The Patent Collective Action Problem

The patent system solves the ‘inventor’s secrecy’ collective action problem of disclosure. However, the patent system also creates a new collective action problem; enforcement of patents. The question is: how broad should patent enforcement rights be?

In my opinion both the ‘pro-patent’ and ‘anti-patent’ camps are generally in agreement about the nature of patents, and why they should exist. The disagreement is over how to address the collective action problem of enforcement of patents.

Broad patent protection directly benefits the owner of the patent by giving the patent owner broader options regarding who can be successfully sued for infringement. Advocates for broad patents are adopting the “confess” strategy in the Prisoner’s Dilemma. They are fishermen who are catching as many fish as they can, to their immediate benefit, by not agreeing with other fishermen to limit how many fish they can catch.

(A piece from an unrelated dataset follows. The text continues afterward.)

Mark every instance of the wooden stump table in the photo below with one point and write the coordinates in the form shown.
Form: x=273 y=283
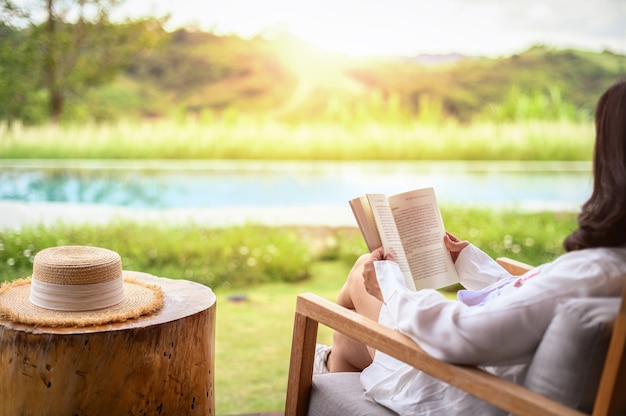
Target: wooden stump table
x=160 y=364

However, in the aggregate, with hundreds of thousands of firms, inventors, companies, and patents, broad patent protection also gives everybody else broader options regarding who can be successfully sued. This changes the entire dynamic. Granted, the inventor or company certainly does benefit from owning a broad patent. But broad patents in the aggregate also expose every inventor and company to every other broad patent. As the number of firms, inventors, and patents increases, the potential liability, the discovery costs, and risk of infringement grow faster than the relatively constant benefit of owning a broad patent. Your patent gets more useful from being broader, but the jungle of patents you don’t own becomes many times more dangerous when all patents are broader. The tragedy of the commons result is a thicket of broad patents and a lot of litigation when patents are unclear.

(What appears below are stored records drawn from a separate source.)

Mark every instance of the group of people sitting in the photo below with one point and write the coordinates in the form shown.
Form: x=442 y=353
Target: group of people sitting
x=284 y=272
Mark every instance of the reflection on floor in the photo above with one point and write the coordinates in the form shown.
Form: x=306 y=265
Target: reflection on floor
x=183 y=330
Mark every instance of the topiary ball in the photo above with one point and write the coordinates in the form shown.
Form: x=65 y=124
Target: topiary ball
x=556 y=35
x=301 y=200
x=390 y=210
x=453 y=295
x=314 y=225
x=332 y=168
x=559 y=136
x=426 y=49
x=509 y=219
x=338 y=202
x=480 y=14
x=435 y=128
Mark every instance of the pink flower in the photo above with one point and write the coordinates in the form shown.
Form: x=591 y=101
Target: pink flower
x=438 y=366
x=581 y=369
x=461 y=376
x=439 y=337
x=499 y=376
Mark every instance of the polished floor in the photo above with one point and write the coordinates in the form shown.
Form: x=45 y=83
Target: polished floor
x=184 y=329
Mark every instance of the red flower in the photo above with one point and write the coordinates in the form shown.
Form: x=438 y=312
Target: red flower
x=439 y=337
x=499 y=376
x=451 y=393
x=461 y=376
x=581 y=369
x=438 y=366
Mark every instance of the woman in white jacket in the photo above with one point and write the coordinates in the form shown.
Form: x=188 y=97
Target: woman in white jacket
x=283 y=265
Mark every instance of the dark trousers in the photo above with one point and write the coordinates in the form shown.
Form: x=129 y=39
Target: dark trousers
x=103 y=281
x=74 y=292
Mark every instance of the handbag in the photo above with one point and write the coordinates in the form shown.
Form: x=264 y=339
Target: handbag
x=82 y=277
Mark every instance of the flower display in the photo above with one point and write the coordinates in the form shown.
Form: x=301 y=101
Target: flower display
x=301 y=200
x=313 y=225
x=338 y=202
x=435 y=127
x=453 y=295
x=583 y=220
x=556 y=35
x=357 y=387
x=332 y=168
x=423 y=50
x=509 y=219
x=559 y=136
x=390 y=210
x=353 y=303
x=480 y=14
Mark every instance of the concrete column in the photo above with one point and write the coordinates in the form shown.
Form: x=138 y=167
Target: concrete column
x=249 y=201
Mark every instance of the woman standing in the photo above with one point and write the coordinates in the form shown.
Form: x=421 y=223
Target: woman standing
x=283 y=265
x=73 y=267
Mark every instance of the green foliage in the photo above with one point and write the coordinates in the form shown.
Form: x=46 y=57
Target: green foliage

Narrow patent protection limits each patent owner’s rights to successfully sue. On the surface, this appears to be disadvantageous for a patent owner. But in the aggregate, every other patent owner also has narrower rights to sue. Innovators’ possible liability for infringement is greatly reduced by limiting the breadth of all the other patents, with the substantial downside that it limits their own patents as well. Advocates of narrow patents are adopting the “cooperate” strategy in the Prisoner’s Dilemma. They are fishermen who are cooperating with the other fishermen to limit how many fish they can catch, to their mutual benefit. By narrowing patent protection, the patent thicket and its attendant confused litigation is eliminated. But on the other hand, there is the danger that inventors’ ideas will not be sufficiently protected to stop copycats from infringing, and there could be a rise in patent infringement.

So we have another collective action problem regarding enforcement of patents. Each individual patent owner benefits from aggressive enforcement of its own broad patents protecting its inventions. But each inventor is also exposed to potential liability by every other patent owner that does the same. Thus, in the aggregate, each innovator is actually better off with reduced risk of being sued for infringement.

In terms of the fishing analogy, in the patent sphere each innovator is both a fisherman and a fish. Each innovator wants to be able to catch as many infringement fish as possible. But each innovator also wants to stop patent-holding fishermen from overfishing.[1]

 

Tesla’s Patents

I imagine at this point some readers believe this is an academic point about game theory, and not an immediately practical idea. But the idea of choosing a strategy to apply to a collective action problem deliberately to maximize your benefit, rather than from impulse or intuition, is immensely practical.

Case in point- Elon Musk from the electric car company Tesla announced on June 12, 2014, that Tesla was opening up all of its patents, making all of the company’s patents available for anyone to use.[2]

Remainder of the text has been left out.